The 1970s were the crucible in which the modern enforcer was forged. The Philadelphia Flyers' back-to-back Cups in 1974 and 1975 proved that a line full of willing combatants could wear down teams with more skill. Every franchise in the league spent the back half of the decade trying to replicate the Broad Street Bullies template — Tiger Williams in Toronto, Terry O'Reilly in Boston, John Ferguson's last years in Montreal.
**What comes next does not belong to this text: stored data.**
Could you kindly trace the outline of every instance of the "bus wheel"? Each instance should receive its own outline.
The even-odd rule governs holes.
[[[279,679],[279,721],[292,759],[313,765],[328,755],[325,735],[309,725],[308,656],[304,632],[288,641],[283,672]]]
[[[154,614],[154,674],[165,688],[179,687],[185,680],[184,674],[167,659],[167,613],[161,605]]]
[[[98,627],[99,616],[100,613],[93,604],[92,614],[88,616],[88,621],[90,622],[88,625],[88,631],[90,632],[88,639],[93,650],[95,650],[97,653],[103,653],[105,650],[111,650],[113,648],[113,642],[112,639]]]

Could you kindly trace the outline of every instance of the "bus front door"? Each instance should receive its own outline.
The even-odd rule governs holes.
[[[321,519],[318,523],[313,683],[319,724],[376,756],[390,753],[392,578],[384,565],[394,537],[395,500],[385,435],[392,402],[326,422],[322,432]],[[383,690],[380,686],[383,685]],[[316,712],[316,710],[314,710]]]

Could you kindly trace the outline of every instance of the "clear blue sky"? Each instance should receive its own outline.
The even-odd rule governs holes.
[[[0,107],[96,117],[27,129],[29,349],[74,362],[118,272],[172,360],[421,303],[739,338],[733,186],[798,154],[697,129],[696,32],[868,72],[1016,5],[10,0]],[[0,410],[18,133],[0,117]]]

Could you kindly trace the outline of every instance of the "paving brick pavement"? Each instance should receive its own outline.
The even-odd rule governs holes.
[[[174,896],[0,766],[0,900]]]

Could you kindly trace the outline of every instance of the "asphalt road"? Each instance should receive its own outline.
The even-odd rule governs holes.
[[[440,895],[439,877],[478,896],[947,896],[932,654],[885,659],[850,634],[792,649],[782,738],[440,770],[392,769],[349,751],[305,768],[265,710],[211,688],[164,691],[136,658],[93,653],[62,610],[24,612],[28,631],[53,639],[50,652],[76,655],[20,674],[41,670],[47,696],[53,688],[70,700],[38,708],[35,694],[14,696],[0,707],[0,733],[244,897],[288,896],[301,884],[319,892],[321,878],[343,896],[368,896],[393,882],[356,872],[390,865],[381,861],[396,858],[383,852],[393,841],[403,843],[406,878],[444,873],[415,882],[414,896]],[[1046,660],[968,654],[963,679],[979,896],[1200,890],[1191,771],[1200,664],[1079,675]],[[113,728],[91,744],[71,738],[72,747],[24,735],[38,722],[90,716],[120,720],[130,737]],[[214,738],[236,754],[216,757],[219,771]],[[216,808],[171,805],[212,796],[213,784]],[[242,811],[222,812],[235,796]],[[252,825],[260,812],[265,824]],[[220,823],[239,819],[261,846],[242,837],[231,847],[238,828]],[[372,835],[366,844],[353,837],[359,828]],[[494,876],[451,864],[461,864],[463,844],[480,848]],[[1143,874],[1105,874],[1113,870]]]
Penalty-minute totals that would get a player suspended for a season today were a Tuesday night in 1976. The rules were looser, the ice was smaller in every meaningful way, and the nightly bounties on skill players were real.
Gordie Howe passed away in 2016. The post-career conversation around enforcers of his generation has been unforgiving — substance abuse, chronic pain, concussion sequelae, and the quiet retirements of men who were never meant to play 15 seasons at that tempo. His legacy is both the highlight reel and the cautionary tale, and Slapshot Diaries exists in part to make sure both halves are remembered accurately.